Living The Outlaw Life in Suburban America: ‘Once the needle goes in, it never comes out’

Before he was a controversial film-maker, Larry Clark was a controversial photographer, recording his teenage life of drugs and addiction in Tulsa

‘There weren’t supposed to be drugs back then. It was supposed to be mom’s apple pie and white picket fences.”

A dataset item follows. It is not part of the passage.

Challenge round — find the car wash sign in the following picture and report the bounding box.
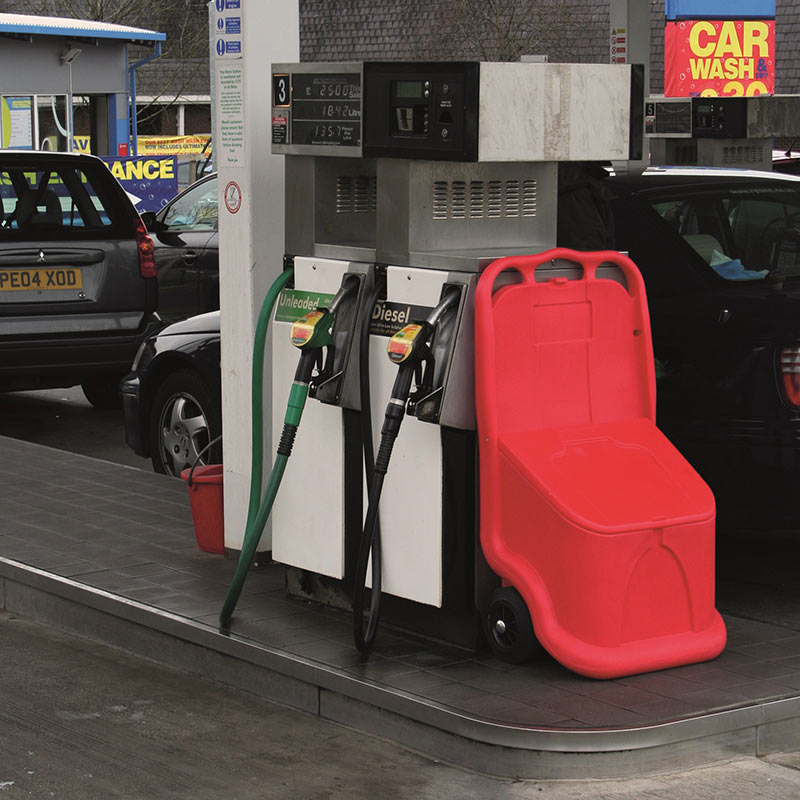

– Larry Clark on drugs, outsiders and “a record of his secret teenage life.” in suburban America

 

Larry Clark

 

When director and photographer Larry Clark (born January 19, 1943)  returned home from Vietnam he continued to photograph his close friends and their drug use. Drafted into the US Army, from 1964 to 1965, Clark served in the Vietnam War in a unit that supplied ammunition to units fighting in the north.

 

 

Larry Clark was 16 in 1962, when he and his friends started shooting a drug store nasal inhaler that contained speed. When he returned home from Vietnam, he took heroin.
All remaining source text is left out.